Stacking dependent 2D magnetism

In van der Waals layered materials, the symmetries and functionalities could be controlled by modifying the stacking order through rotation and translation between the layers. Whereas most previous work has focused on the electronic and optical properties associated with the van der Waals stacking, the recent discovery of magnetism in 2D materials, achieved through both mechanical exfoliation and molecular beam epitaxy (MBE), provides an exciting opportunity to explore the effects of stacking order on a material's magnetic properties.

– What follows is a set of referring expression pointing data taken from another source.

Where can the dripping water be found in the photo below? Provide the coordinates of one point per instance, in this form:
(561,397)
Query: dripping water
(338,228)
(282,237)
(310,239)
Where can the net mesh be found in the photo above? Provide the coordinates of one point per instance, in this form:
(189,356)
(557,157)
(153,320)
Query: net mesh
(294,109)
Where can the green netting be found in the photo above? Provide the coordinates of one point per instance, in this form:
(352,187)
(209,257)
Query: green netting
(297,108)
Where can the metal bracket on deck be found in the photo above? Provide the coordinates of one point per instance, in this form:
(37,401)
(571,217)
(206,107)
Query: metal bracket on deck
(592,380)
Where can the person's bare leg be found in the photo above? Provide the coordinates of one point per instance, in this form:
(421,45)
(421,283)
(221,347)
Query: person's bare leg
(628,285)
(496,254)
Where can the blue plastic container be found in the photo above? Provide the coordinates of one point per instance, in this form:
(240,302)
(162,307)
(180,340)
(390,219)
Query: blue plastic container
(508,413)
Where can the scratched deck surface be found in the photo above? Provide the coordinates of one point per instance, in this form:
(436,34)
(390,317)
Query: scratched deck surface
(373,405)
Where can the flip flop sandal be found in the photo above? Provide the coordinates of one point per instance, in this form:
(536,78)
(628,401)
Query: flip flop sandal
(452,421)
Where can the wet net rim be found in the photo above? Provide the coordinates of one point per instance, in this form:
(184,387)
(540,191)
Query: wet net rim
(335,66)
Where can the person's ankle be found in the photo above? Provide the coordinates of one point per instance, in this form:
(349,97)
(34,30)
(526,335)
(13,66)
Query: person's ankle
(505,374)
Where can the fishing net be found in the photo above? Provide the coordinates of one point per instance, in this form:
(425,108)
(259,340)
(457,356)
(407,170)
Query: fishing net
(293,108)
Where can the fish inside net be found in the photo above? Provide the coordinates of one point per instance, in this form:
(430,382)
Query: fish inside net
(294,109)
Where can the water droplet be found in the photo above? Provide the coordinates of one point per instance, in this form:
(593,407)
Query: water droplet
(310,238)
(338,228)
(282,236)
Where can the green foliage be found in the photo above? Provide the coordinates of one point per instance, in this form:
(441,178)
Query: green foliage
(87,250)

In this talk, I will present two of our recent studies in this direction. 1) By discovering a giant nonreciprocal second harmonic generation from layered antiferromagnetism in mechanically exfoliated bilayer CrI3, we revealed the underlying C2h symmetry, and thus monoclinic stacking order in bilayer CrI3, providing crucial structural information for the microscopic origin of layered antiferromagnetism. 2) By using the molecular beam epitaxy to grow monolayer and bilayer CrBr3 and in situ characterization with a spin-polarized scanning tunneling microscopy and spectroscopy, we observed that while individual CrBr3 monolayer is ferromagnetic, the interlayer coupling in bilayer depends strongly on the stacking structure and can be either ferromagnetic or antiferromagnetic. Thus, the direct correlation between stacking order and interlayer magnetism pave the way for manipulating 2D magnetism.